Berlin -- Speaking ahead of a NATO summit in Romania, US President George W. Bush has told a German newspaper he is no longer pressing Berlin to deploy troops to southern Afghanistan to fight the Taliban.
Washington's demands in recent months for German help in the war zone in the south raised tension, with the German public hostile to redeploying peacekeeping troops from more peaceful northern Afghanistan where they maintain security and do reconstruction work.
In the German version of his remarks, released Sunday and to appear Monday in the newspaper Die Welt, Bush said he was grateful that Chancellor Angela Merkel and the German parliament "are supporting our commitment with troops in the north of Afghanistan."
Asked if he desired German troops in the south, Bush said, "No. I want decisions that our partners can support. I would like Chancellor Merkel to be able to live with the outcome.
In other words, I don't want to ask other states for things they are politically not in a position to give."

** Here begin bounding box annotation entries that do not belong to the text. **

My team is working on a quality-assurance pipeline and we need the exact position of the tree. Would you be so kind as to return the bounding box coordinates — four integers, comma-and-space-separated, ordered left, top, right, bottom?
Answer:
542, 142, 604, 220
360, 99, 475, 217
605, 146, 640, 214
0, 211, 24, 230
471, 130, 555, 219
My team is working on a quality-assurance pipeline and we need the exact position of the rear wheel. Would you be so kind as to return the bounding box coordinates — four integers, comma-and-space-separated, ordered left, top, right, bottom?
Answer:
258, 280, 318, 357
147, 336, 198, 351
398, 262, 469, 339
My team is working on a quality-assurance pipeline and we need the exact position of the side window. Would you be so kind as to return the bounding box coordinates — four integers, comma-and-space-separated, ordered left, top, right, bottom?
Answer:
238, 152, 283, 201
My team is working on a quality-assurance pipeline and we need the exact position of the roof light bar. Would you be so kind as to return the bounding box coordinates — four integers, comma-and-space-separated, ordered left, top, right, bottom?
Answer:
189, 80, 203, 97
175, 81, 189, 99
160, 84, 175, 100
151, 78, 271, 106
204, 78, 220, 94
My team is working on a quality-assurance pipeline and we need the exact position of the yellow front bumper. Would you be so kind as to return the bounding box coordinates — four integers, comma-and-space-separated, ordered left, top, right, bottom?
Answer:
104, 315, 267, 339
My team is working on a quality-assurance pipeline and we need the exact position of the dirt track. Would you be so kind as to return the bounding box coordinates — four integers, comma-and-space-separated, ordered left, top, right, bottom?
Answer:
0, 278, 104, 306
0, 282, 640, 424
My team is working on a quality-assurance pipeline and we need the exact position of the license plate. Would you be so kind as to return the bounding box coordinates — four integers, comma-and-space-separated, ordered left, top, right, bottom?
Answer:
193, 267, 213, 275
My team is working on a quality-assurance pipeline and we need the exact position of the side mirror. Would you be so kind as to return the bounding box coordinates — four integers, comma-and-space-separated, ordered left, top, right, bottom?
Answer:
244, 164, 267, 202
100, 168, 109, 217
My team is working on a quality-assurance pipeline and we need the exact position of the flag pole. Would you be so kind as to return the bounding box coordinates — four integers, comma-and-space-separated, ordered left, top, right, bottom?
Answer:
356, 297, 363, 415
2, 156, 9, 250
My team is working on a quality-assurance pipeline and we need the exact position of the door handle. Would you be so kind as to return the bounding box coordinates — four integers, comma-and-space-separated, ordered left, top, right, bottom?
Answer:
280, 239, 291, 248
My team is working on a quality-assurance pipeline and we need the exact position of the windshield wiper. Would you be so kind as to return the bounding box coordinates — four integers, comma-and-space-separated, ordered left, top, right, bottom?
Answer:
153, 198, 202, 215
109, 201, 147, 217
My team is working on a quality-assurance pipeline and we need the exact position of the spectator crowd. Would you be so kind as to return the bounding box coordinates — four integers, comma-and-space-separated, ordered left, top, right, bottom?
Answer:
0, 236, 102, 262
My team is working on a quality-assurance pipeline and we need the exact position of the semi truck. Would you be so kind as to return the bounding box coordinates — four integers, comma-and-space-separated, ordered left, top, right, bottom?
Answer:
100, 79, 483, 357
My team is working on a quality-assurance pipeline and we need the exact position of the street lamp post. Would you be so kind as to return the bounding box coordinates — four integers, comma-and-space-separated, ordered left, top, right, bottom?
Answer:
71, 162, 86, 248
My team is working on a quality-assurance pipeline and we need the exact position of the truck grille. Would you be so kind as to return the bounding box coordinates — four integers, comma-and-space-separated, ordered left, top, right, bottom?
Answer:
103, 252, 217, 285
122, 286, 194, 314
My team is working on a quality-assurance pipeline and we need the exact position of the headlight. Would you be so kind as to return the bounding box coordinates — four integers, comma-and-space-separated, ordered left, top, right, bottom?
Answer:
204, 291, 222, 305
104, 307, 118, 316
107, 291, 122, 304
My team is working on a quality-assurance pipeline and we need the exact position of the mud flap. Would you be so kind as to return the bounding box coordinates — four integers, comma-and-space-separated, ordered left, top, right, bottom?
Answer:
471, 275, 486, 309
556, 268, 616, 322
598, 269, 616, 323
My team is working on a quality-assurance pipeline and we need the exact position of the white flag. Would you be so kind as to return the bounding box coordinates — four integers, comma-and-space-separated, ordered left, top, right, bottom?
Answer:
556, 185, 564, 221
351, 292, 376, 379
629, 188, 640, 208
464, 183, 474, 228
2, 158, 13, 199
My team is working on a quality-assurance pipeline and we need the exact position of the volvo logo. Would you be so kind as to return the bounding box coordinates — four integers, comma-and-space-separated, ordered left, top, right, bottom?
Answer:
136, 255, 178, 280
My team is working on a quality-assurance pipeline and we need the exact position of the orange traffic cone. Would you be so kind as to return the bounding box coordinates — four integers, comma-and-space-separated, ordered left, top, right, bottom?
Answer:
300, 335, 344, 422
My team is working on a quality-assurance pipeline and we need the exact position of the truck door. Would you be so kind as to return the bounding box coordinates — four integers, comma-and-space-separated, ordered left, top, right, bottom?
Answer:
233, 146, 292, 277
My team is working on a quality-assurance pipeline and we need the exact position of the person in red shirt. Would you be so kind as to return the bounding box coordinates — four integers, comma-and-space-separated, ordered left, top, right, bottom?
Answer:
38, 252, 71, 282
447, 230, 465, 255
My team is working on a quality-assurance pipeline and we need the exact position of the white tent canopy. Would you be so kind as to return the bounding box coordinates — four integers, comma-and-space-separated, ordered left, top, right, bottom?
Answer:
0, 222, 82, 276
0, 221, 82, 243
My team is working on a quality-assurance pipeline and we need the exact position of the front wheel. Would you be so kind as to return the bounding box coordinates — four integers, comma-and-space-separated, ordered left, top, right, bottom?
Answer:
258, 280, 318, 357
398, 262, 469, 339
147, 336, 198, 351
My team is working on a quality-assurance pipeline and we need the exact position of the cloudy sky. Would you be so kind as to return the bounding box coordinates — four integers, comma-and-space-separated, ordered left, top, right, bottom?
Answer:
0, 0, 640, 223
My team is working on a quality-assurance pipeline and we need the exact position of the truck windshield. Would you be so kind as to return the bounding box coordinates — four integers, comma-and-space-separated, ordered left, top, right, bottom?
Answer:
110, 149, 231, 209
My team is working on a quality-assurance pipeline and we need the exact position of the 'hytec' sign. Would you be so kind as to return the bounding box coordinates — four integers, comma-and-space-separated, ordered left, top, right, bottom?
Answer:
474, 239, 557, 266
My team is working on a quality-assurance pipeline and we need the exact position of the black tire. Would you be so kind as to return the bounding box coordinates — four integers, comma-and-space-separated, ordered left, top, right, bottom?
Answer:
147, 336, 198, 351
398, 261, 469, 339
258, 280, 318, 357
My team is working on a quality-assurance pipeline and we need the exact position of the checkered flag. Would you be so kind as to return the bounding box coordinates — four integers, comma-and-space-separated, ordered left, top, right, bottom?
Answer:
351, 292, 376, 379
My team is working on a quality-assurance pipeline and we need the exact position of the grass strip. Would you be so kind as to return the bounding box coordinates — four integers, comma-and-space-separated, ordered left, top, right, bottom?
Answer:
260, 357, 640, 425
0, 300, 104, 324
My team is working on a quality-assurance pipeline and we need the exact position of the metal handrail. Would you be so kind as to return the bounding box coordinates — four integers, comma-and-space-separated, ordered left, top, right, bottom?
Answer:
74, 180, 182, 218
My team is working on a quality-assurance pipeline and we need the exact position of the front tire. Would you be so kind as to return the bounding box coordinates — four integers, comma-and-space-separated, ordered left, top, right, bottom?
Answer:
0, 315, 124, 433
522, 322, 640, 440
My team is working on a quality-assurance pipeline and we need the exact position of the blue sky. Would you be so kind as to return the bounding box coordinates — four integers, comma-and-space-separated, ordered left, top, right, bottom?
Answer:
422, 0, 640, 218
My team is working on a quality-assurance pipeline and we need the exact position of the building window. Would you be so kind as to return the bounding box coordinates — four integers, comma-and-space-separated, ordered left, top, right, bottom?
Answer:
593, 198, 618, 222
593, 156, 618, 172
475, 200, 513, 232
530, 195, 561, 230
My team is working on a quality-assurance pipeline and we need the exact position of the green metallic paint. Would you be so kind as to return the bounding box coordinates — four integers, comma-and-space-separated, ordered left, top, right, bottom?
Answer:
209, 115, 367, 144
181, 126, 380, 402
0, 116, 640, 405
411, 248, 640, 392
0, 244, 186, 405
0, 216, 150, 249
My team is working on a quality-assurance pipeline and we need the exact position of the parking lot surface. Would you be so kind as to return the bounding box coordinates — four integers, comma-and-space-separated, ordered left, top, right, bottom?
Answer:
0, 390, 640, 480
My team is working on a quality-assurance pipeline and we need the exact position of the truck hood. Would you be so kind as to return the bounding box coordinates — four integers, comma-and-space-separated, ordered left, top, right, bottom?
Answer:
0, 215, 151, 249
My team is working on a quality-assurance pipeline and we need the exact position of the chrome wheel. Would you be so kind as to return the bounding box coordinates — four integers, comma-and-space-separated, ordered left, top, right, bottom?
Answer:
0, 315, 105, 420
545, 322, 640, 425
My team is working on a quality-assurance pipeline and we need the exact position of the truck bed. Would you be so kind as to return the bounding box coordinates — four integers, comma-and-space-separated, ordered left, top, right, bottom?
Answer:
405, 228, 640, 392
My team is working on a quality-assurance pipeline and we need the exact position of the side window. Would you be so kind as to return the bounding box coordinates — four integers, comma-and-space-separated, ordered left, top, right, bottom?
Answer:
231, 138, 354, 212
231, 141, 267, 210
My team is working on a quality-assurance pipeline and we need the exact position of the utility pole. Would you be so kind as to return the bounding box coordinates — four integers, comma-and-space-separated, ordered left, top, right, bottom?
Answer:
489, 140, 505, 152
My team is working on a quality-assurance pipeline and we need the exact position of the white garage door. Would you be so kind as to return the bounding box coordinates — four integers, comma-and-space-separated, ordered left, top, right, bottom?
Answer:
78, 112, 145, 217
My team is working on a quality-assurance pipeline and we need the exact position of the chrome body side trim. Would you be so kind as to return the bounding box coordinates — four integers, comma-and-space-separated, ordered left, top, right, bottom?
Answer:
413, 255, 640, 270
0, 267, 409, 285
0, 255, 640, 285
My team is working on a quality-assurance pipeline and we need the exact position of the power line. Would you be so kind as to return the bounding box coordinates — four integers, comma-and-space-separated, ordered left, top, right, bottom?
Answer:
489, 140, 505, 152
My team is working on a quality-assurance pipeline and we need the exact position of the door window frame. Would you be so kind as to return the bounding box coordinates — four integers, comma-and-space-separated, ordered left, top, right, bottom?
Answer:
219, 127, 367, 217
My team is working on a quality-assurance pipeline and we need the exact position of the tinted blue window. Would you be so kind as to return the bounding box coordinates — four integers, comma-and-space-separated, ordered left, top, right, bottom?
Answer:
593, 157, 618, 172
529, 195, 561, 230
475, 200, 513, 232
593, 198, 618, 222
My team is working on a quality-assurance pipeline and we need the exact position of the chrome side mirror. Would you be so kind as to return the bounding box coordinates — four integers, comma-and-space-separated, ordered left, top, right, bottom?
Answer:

Die Welt said it checked again by asking Bush if Germany would be asked to deploy ground troops to the south, and Bush said, "No. That won't happen."
No immediate official reaction was available to Bush's remarks, but government sources said, "We were very pleased at the recognition of the work being done by the German armed forces."
Currently 43,000 soldiers under NATO command are operating in Afghanistan, with Germany, France and Italy keeping the peace in relatively stable provinces while US, British, Canadian and Dutch troops are fighting the Taliban in Pashtun-dominated provinces.
This week's NATO summit in Bucharest is expected to discuss the crisis caused by the Taliban insurgency.